Forget about the two nations in the best position to help us with Syria, Iran or North Korea, our mortal enemies if you are to believe White House spin.  Russia and China are so put off by Obama that no problems between our nations have been resolved and they have blocked us from using the United Nations to punish the rogue trio.
Then there is the forever lingering "financial crisis."  Our greed seems to have spilled over to the rest of the world and we nearly brought down the global financial system in a series of amazing rip offs of government.
Anyone who believed the American financial system, the most powerful by a long ways in the world, ever intended to serve the public interest as opposed to their own selfish interest is obviously under-medicated.
As near as I can tell it costs us about $27 million a week for the president and his White House operation.  That is a lot to pay someone to do nothing.  Throw in the cost of congress and military protecting us around the world and we are suddenly paying about $19 billion a week.

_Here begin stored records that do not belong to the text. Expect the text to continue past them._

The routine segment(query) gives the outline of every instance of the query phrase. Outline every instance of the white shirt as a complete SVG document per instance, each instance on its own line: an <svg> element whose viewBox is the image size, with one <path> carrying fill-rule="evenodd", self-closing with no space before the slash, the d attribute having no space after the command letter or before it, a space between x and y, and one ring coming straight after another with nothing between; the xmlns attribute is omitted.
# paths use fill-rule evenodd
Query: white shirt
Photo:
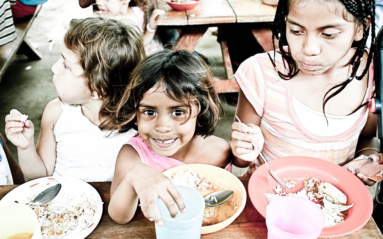
<svg viewBox="0 0 383 239"><path fill-rule="evenodd" d="M3 149L3 145L0 140L0 185L13 184L13 180L11 174L8 160L5 156L5 152Z"/></svg>
<svg viewBox="0 0 383 239"><path fill-rule="evenodd" d="M111 181L117 154L135 131L116 134L101 131L85 117L80 106L61 103L62 113L53 129L57 142L53 176L86 182Z"/></svg>

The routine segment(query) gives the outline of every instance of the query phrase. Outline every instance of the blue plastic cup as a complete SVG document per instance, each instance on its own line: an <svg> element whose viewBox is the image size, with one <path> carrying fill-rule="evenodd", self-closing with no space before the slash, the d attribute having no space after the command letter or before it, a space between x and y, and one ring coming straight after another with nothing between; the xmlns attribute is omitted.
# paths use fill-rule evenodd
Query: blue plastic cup
<svg viewBox="0 0 383 239"><path fill-rule="evenodd" d="M157 239L200 239L202 227L205 201L197 191L186 187L176 186L186 207L186 212L180 212L177 207L178 215L172 217L169 210L160 198L157 200L158 210L164 220L164 225L155 223Z"/></svg>

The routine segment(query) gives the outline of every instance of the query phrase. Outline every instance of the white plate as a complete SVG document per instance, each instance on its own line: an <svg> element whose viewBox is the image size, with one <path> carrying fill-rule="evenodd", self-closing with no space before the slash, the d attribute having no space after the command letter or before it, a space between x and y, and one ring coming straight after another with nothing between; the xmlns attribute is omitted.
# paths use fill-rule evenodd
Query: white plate
<svg viewBox="0 0 383 239"><path fill-rule="evenodd" d="M52 201L62 203L68 199L64 195L72 194L73 192L80 192L79 196L93 195L95 200L100 202L96 206L95 213L85 221L79 222L79 225L72 232L67 234L66 238L71 239L84 239L90 234L100 221L102 215L102 204L100 194L93 187L87 182L70 177L57 176L45 177L31 180L23 184L8 192L0 200L0 204L12 202L15 201L22 202L30 197L34 197L50 186L57 183L61 184L61 189L57 196ZM76 196L75 195L75 196Z"/></svg>

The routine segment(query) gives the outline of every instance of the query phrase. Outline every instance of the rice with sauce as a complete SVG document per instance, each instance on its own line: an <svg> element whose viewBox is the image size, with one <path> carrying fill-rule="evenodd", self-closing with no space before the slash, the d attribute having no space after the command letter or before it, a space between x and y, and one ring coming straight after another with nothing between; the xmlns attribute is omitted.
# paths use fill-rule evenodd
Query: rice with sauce
<svg viewBox="0 0 383 239"><path fill-rule="evenodd" d="M175 186L187 187L201 192L206 191L205 192L205 195L218 190L219 187L214 184L213 180L206 179L203 174L196 173L190 168L187 171L177 172L171 176L168 176L168 178ZM224 185L225 184L224 181L220 179L216 179L216 181L218 185ZM231 187L230 189L233 190L232 187ZM202 194L203 195L203 194ZM214 200L214 197L212 196L211 199ZM239 207L239 202L242 199L240 198L234 201L235 199L233 197L229 202L219 208L205 208L202 225L205 226L215 224L231 216ZM218 213L218 210L221 212Z"/></svg>
<svg viewBox="0 0 383 239"><path fill-rule="evenodd" d="M55 199L42 206L29 205L37 215L44 239L69 238L71 234L91 226L90 222L102 203L98 195L81 192L61 192L60 194L61 200ZM37 195L20 202L31 202Z"/></svg>

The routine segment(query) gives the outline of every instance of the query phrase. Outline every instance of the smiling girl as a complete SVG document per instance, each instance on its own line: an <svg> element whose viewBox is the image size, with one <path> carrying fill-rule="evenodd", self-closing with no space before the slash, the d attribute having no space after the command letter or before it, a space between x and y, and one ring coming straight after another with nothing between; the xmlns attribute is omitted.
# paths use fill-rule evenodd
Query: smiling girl
<svg viewBox="0 0 383 239"><path fill-rule="evenodd" d="M111 181L118 150L135 132L113 130L111 109L144 55L136 27L100 17L70 21L52 67L58 98L45 107L37 146L32 121L21 121L15 109L5 117L7 137L27 179Z"/></svg>
<svg viewBox="0 0 383 239"><path fill-rule="evenodd" d="M161 172L188 163L205 163L231 171L230 148L213 136L222 110L213 76L201 58L186 50L164 50L147 57L133 73L119 104L121 132L138 131L117 157L108 211L119 223L129 221L139 199L145 216L159 226L160 197L171 215L185 207Z"/></svg>
<svg viewBox="0 0 383 239"><path fill-rule="evenodd" d="M366 105L375 89L373 8L369 0L280 0L273 29L279 48L248 59L234 75L244 123L232 125L230 145L244 163L236 166L259 166L252 141L268 160L302 155L342 165L379 152Z"/></svg>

The World Health Organization estimates we spent $8608 per capita on health care in 2011.  In other words, about $2.7 trillion, or put in other terms, another $50-60 billion a week.
I don't care how you cut it, we seem to be paying way, way too much for people to enjoy ‘il dolce far niente’ on a 24/7 basis.  People like that need a wake up call, like being dropped kicked through the end zone goalposts.
So health care prices including medication, treatment, hospitals and health insurance continue to increase and we have a long ways to go to even begin to implement the law.  Nowhere in the law do we address in a meaningful way the cost of health care although the law talks a lot about Medicare fraud.
Unfortunately, the biggest fraud in Medicare is not even addressed.  When it comes to diseases and drugs profit is the first consideration and there is no profit in getting you well.  Instead we get a battery of meaningless tests to prove what we do not have, all the while being given multiple prescriptions of dangerous drugs to keep us happy during the many tests.
There is nothing good about a system where healing comes way down the priority list.  Nor is there when a system can spend tens of thousands of dollars or more when cat scans or other exotic tests are given.
Our medical community lives in a constant conflict of interest and makes money off everything they do to keep you sick, keep you medicated and keep you believing that doctors and medical people are the most trustworthy people in America.
So maybe our president and congress can enjoy ‘il dolce far niente’ because they have conditioned us to accept nothing as good for the country.  Just think of how many things would be wrong if they actually passed more laws and did something.
One the other hand, we would all be a lot happier and better off spiritually and morally at least if we did follow the advice of our Italian friends,‘il dolce far niente’, enjoy the sweetness of doing nothing.